RANT: I was in bed about to miraculously fall asleep before 3AM, when I heard acoustic guitar and singing. My first half-awake thought was that I had my Ipod on, but no. I look out my window, and sitting on a brick wall twenty feet away, are two guys my age, one of them going to town on guitar and singing his drunken head off while his buddy sips on a beer. I slammed my window and they took that as a hint to go back inside, since apparently it's not obvious enough that you shouldn't be drunkenly singing and playing the acoustic fucking gutiar outside someone's window after midnight anyway. This is twenty minutes after a gaggle of loud, obnoxious cunts goes tearing out the building door, howling and giggling about partying at apartment # right next fucking door before taking off in a loud ass car. This is the same group of girls who do this every fucking weekend night. Now I'm pissed, tired but awake, and out of smokes, which means I have to go past the assholes who are now back outside to get to my truck, which is a problem because they are drunk and big, and I'm fucking short-fused. Confrontation tonight or not, tomorrow I'm calling the landlord about this shit. If I had to get threatened with eviction for playing beer pong with three other people in my unit, this shit should be addressed.

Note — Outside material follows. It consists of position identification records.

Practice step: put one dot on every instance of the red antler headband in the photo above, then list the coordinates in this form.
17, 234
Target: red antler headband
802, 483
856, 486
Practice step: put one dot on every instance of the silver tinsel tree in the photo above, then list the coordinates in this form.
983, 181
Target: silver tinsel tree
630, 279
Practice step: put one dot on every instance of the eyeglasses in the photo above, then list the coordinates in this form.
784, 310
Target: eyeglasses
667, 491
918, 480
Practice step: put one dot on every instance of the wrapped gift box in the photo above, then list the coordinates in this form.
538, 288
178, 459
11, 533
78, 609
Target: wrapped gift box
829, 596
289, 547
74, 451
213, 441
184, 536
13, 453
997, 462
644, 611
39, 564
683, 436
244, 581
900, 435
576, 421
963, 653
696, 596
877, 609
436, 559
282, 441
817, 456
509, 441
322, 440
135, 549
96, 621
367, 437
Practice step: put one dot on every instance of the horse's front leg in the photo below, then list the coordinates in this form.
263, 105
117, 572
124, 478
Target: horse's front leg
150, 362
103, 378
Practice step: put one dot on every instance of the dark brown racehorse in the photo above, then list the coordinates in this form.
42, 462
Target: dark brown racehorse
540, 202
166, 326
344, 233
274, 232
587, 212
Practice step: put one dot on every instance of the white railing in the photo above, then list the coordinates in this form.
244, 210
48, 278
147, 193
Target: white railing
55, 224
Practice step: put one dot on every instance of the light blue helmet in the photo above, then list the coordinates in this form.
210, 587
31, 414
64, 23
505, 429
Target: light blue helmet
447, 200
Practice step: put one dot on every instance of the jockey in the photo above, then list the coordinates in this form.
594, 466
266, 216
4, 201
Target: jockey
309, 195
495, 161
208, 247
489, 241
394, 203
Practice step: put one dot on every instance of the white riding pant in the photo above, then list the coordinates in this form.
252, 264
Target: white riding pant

Rave: Two long years(ish) ago, I was in a serious wreck in Mexico. I came back, broken bones and surprised I lived, and kicked out the sperm donor who was making me miserable. I then found out that I was in BIG trouble, he hadn't paid the rent, I needed to buy a car, and my bank account had been overdrawn while I was at the beach, courtesy of him. So, I swallowed my pride and got help from the state. Tucked into the paperwork was a form for child support. I filled it out and signed, knowing the dad would be hard to track with his penchant for failure. He owed over $20,000 to his ex in support! I then forgot about it. Yesterday, I got an angry phone call filled with obscenities. He had just found out that the state was garnishing him. For current and the last two years. They then send it all to me. He is PISSED. I am so damn happy! Kids are pricey little fuckers! response to rep: No, Dixie is NOT the father. He would be an improvement.
Rave: All I have left to do is take a broom and wet/dry vac to my old house and I'm DONE with it! Then there's the security deposit I get back! Rant: I need to practically wear a haz-mat suit for cleaning the basement. It's gonna get disgusting in a hurry. Rave: My great grandmother is 98 today and still remembers me! Woohoo!
My truck got broken into last night. Seriously. I need things to start going right - I can't keep taking it on the chin like this. The worst part is that you can't claim contents through the vehicle insurance, and the deductible on the house insurance is too high to make it worthwhile. Plus, with the flood I had this time last year it would mean two claims in one year which is not what I want on my record. I hope the snot-nosed kids or the drunken natives or the gang members who did it die in a fire.